# Building RAG pipelines with Optimized Embedding Models

In the following notebook we will show how to utilize two fastRAG components that use an optimized and quantized bi-encoder.

We will showcase `QuantizedBiEncoderRetriever` for embedding documents in a vectors store, and `QuantizedBiEncoderRanker` for re-ranking documents in a retrieval pipeline.

**NOTE**: Please read carefuly the [guide](../scripts/optimizations/embedders/README.md) we provided on how to maximize the speed/latency on Intel Xeon backends.

First, lets build an index. We define the embedding dimension to be as the embedding model, and `return_embedding=True` so we could look at the embeddings.

In [None]:
from haystack.document_stores import InMemoryDocumentStore

document_store = InMemoryDocumentStore(use_gpu=False, use_bm25=False, embedding_dim=384, return_embedding=True)

In [None]:
from haystack.schema import Document

# 3 example documents to index
examples = [
    "There is a blue house on Oxford street",
    "Paris is the capital of France",
    "fastRAG had its first commit in 2022"
]

documents = []
for i, d in enumerate(examples):
    documents.append(Document(content=d, id=i))

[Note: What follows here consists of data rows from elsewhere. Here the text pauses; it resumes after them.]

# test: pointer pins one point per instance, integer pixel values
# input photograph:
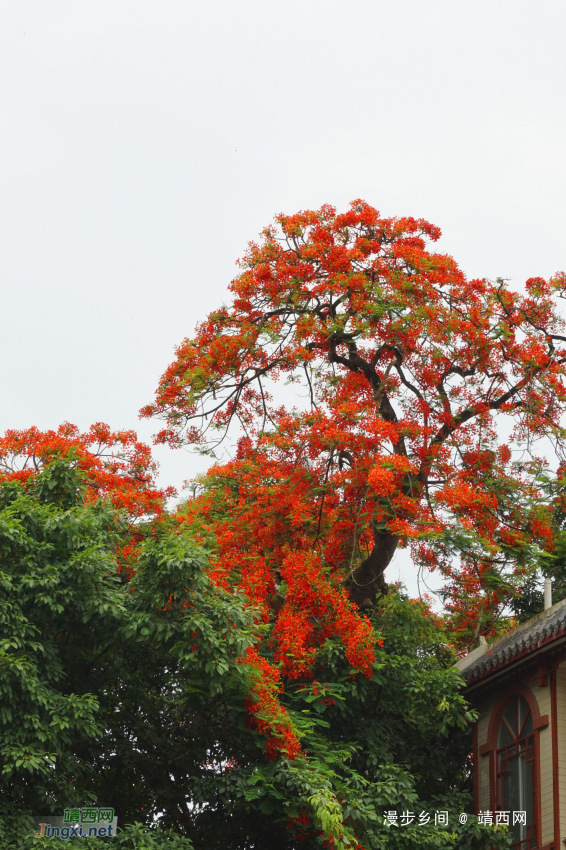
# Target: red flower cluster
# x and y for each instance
(267, 715)
(115, 464)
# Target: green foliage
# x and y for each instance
(133, 694)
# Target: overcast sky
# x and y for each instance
(143, 144)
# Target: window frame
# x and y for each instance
(490, 749)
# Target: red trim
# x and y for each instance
(542, 672)
(490, 747)
(542, 722)
(514, 657)
(555, 777)
(476, 758)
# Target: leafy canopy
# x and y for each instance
(144, 693)
(407, 367)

document_store.write_documents(documents)

Initialize and load an optimized embedding model into a Bi-encoder retriever.

In [None]:
from fastrag.retrievers import QuantizedBiEncoderRetriever

retriever = QuantizedBiEncoderRetriever(document_store=document_store, embedding_model="<path to model>")

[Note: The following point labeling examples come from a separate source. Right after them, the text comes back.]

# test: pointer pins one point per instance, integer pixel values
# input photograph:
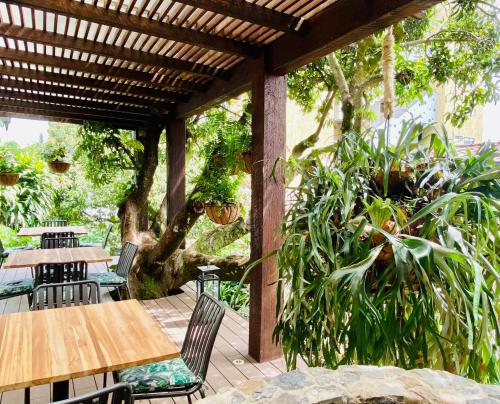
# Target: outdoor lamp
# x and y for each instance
(208, 281)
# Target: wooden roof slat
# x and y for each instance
(344, 22)
(116, 52)
(246, 11)
(139, 24)
(122, 88)
(30, 113)
(50, 99)
(54, 108)
(83, 93)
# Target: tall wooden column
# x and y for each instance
(268, 207)
(176, 171)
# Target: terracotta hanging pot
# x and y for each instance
(225, 214)
(9, 179)
(247, 161)
(58, 166)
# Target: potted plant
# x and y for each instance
(218, 192)
(9, 169)
(55, 154)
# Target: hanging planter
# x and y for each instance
(58, 166)
(225, 214)
(9, 179)
(247, 161)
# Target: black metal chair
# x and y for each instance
(46, 273)
(67, 294)
(119, 279)
(104, 242)
(60, 242)
(56, 235)
(185, 375)
(55, 223)
(120, 393)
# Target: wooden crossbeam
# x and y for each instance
(253, 13)
(76, 102)
(117, 52)
(77, 112)
(113, 18)
(27, 113)
(343, 23)
(128, 89)
(83, 93)
(71, 64)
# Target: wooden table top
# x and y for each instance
(31, 258)
(46, 346)
(38, 231)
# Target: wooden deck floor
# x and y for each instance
(229, 365)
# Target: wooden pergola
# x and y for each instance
(130, 62)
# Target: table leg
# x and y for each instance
(60, 390)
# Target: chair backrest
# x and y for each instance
(120, 393)
(56, 295)
(106, 235)
(60, 242)
(55, 223)
(58, 273)
(201, 333)
(126, 259)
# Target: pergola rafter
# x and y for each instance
(142, 113)
(172, 59)
(146, 26)
(116, 52)
(90, 83)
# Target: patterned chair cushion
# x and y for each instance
(17, 287)
(107, 278)
(158, 376)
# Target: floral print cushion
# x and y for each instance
(107, 278)
(12, 288)
(158, 376)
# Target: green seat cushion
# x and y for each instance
(107, 278)
(17, 287)
(158, 376)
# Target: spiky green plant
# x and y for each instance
(390, 257)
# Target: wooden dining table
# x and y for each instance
(38, 231)
(31, 258)
(55, 345)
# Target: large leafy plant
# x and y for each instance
(28, 202)
(390, 257)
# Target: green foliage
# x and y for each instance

Update the embedding vectors of all documents in the index with encoder. 

In [None]:
document_store.update_embeddings(retriever=retriever)

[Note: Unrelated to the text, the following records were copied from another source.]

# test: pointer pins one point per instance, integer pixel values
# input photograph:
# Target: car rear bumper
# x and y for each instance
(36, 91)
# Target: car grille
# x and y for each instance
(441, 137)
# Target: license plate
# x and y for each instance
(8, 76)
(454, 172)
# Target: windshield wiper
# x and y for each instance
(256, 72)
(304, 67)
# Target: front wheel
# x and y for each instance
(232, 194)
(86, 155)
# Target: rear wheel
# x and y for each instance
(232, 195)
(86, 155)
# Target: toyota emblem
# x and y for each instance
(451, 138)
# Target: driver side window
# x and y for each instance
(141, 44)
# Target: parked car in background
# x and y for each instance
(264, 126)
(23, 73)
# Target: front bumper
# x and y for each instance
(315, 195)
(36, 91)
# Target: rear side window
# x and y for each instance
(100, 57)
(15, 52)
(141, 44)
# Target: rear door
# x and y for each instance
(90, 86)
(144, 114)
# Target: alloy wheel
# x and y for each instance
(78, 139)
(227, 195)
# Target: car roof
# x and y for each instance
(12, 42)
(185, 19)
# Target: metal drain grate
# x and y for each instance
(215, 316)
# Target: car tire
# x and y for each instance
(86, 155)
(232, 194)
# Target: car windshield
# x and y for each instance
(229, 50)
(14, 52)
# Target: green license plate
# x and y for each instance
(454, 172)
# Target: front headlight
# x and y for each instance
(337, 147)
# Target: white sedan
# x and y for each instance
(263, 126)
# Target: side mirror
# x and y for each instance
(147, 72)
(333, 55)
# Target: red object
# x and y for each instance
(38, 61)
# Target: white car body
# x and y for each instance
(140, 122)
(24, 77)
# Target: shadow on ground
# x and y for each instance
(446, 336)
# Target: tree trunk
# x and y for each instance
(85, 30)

We can look at the embedding vectors stores in the index. For example, lets look at the first document's embedding vector.

In [None]:
docs = document_store.get_all_documents()
docs[0].embedding.shape

---

## Adding an optimized ranker

We can add an optimized ranker to re-order the documents coming from the retriever. 
Note that this is component has no dependencies on the previous retrieval steps. It takes the document content and query, and encodes all to vectors to be re-ordered by ordering the similarities in a descending order.

In [None]:
from fastrag.rankers import QuantizedBiEncoderRanker

ranker = QuantizedBiEncoderRanker("<path to model>")

Combining all into a pipeline.

In [None]:
from haystack import Pipeline

p = Pipeline()
p.add_node(component=retriever, name="retriever", inputs=["Query"])
p.add_node(component=ranker, name="ranker", inputs=["retriever"])

In [None]:
p.run(query="What is Paris?")